Governo garante direitos aos imigrantes da UE em caso de ‘no deal’

Os imigrantes da UE, a viver na Grã-Bretanha, terão o direito de permanecer no país no caso de um cenário de ‘não acordo’ do Brexit, segundo documentos distribuídos aos ministros do gabinete por Theresa May.

Como os documentos foram conseguidos sem a autorização do governo, Downing Street recusou-se a comentá-los, mas informou que os ministros planeiam adoptar uma acção “moralmente fundamentada”, concedendo unilateralmente aos 3,8 milhões de cidadãos da UE que vivem no Reino Unido o direito de permanecer.

O documento sobressai a necessidade de reflectir nas preocupações de escassez potencial de trabalho, em sectores-chave da economia, uma vez que a Grã-Bretanha estará fora da UE.

De acordo com o jornal britânico Daily Telegraph, a questão dos cidadãos da UE é abordada numa das notas do documento e matém o direito dos cidadãos doa EU, no Reino Unido, poderem continuar a aceder ao NHS e ao sistema de benefícios, independentemente de os cidadãos britânicos na UE receberem direitos recíprocos.

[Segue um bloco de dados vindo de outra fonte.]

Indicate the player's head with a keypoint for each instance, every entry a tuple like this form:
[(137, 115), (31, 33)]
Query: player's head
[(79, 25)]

O documento publicado na imprensa britânica continua: “O Ministério do Interior planeia oferecer aos residentes da UE existentes (a viver no Reino Unido) a permanência (settle status) no Reino Unido, num cenário de ‘não acordo’, com efeito na implementação unilateral do [acordo de imigração] acordo de direitos dos cidadãos negociado com a UE em Dezembro de 2017”.

“A proposta é fazer a oferta independentemente da UE retribuir. Qualquer pacote precisaria de resolução e reciprocidade (de Bruxelas) segundo o acordo de Dezembro de 2017.”

“Fazer esta oferta não é apenas importante para garantir a segurança publica, mas permitirá que o governo do Reino Unido assuma a sua quota parte moral”.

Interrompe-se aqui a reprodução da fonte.